Much has been made of Fassbender playing the dual roles of David and Walter. Of this I say he is only as good as the script allows. Where we win is when they counter one another in the meaning of existence. There is a good back and forth, some of the best writing of the film. In the midst of which, the subjects of the previous entry in the story are glossed over as a minor loose thread. Just like that, several of the questions from the previous film vanish. Is this forever?  Likely, though I  hope not.

This brings us to Waterston. It’s hard to have much enthusiasm for a character filling the heroine slot when the last one is missing in action. Waterston is good in the role but her character feels less like a person than a spot holder. She’s supposed to be the one who stays calm in the face of pending disaster, and she’s the one who needs to disagree with the captain. Her relationship with Walter is a nice diversion, but she’s got to do all of the muscle bearing while everyone else succumbs to the order of appearance on the credits.

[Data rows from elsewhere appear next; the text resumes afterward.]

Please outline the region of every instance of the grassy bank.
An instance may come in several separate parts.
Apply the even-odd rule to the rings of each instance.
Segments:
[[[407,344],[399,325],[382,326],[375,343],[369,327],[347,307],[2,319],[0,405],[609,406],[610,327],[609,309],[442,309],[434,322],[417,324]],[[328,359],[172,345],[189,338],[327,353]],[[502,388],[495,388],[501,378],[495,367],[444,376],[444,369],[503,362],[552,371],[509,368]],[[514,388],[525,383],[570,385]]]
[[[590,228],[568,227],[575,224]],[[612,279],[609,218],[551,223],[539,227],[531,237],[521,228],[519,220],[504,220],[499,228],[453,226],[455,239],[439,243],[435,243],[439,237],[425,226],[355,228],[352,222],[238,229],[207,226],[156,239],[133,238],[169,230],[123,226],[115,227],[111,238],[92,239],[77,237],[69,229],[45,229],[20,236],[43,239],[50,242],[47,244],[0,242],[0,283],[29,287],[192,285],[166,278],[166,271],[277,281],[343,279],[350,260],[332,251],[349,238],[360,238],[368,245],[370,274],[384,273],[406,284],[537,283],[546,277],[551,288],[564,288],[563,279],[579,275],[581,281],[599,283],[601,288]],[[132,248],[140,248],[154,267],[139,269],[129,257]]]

This is less of a problem with Prometheus, because Shaw (Rapace) has an actual goal beyond survival of the moment. She is curious and wonders about things that many of those watching could be interested in, were it posed in a smart enough way. Instead of refining that difficult path into a synthesized theme, we go back to having people as glorified cows lined up for slaughter by the ever refined Alien compositions.

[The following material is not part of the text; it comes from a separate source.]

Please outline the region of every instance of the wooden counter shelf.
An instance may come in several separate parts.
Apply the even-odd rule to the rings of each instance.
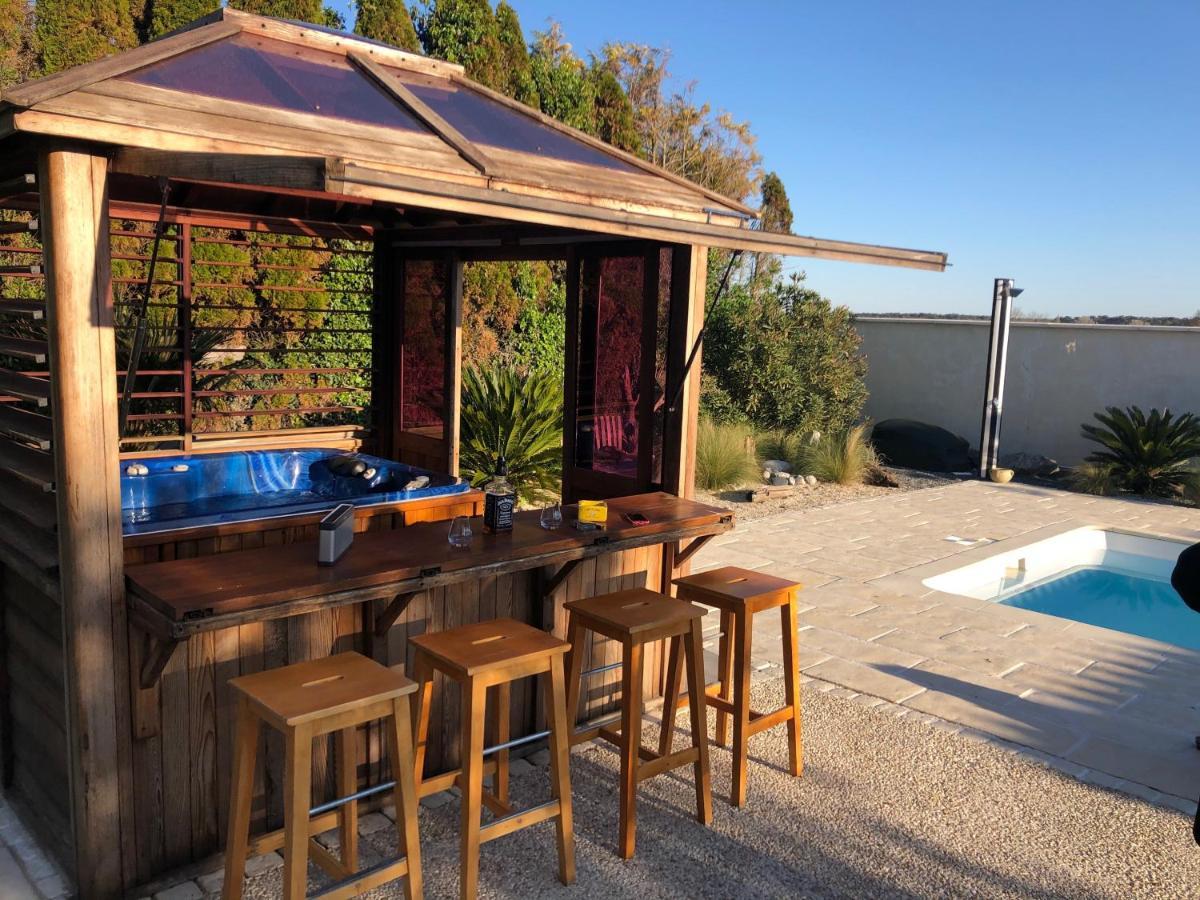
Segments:
[[[670,546],[673,575],[709,539],[733,528],[728,510],[661,492],[611,499],[608,508],[608,528],[596,532],[577,531],[569,522],[546,531],[538,510],[518,513],[509,534],[484,534],[476,519],[465,550],[450,546],[446,522],[429,522],[358,535],[333,566],[317,565],[315,542],[303,541],[130,567],[130,619],[152,644],[141,684],[153,686],[178,643],[202,632],[351,603],[366,611],[370,601],[390,599],[374,620],[364,620],[368,637],[383,635],[408,601],[430,588],[557,566],[541,587],[548,599],[582,560],[654,544]],[[642,513],[650,524],[630,525],[627,512]]]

What is going on with the Aliens? We have a few different styles than we’ve seen before, but nothing resonates until we get back to one that looks close, but not exactly like the one seen in the original. We are given some strong hints that there is some Buffalo Bill style experimenting going on, but given the fact that there are no non-botanical organisms present at all makes one wonder how perfect this contagion really is in its altered state.

The beastly antagonists are rarely scary in any fashion. There is absolutely no tension based on the fact that it’s all been done before. It doesn’t matter where something is going to break out, if you know it’s going to happen before the victims set foot in the area of playthings. Those being hunted provide no clever or meaningful resistance, therefore being even closer to cows than humans.

While much has been made of the realism of Scott’s creature effects, every shot in the film rings closer to Transformers than it does the original creepy source. The details onscreen are crisp and he definitely knows how to hold attention in the action scenes. It’s just hard to imagine he’s putting as much thought into the likelihood of some of the scenes (like watching an Alien jump directly and willingly into a trap) as he is what kind of filter to put on the lens.

Is this film a complete loss?  No. The series has a future and one can hope that the film makes enough money to provide a buffer that might allow Scott more freedom to explore the seemingly obliterated Engineers. Right now it just seems like Scott spent the film checking boxes of requirements from the people in the business attire. This is the one designed to please the “fans” to be sure. Let’s hope that this becomes less an investigation of Weyland’s creation and more of an investigation of the question that Scott has twice now said he wants to investigate:

Where do we come from?

We already know that David has found his purpose and we definitely know what happens when people in these films die. Let’s try a little harder to engage everyone.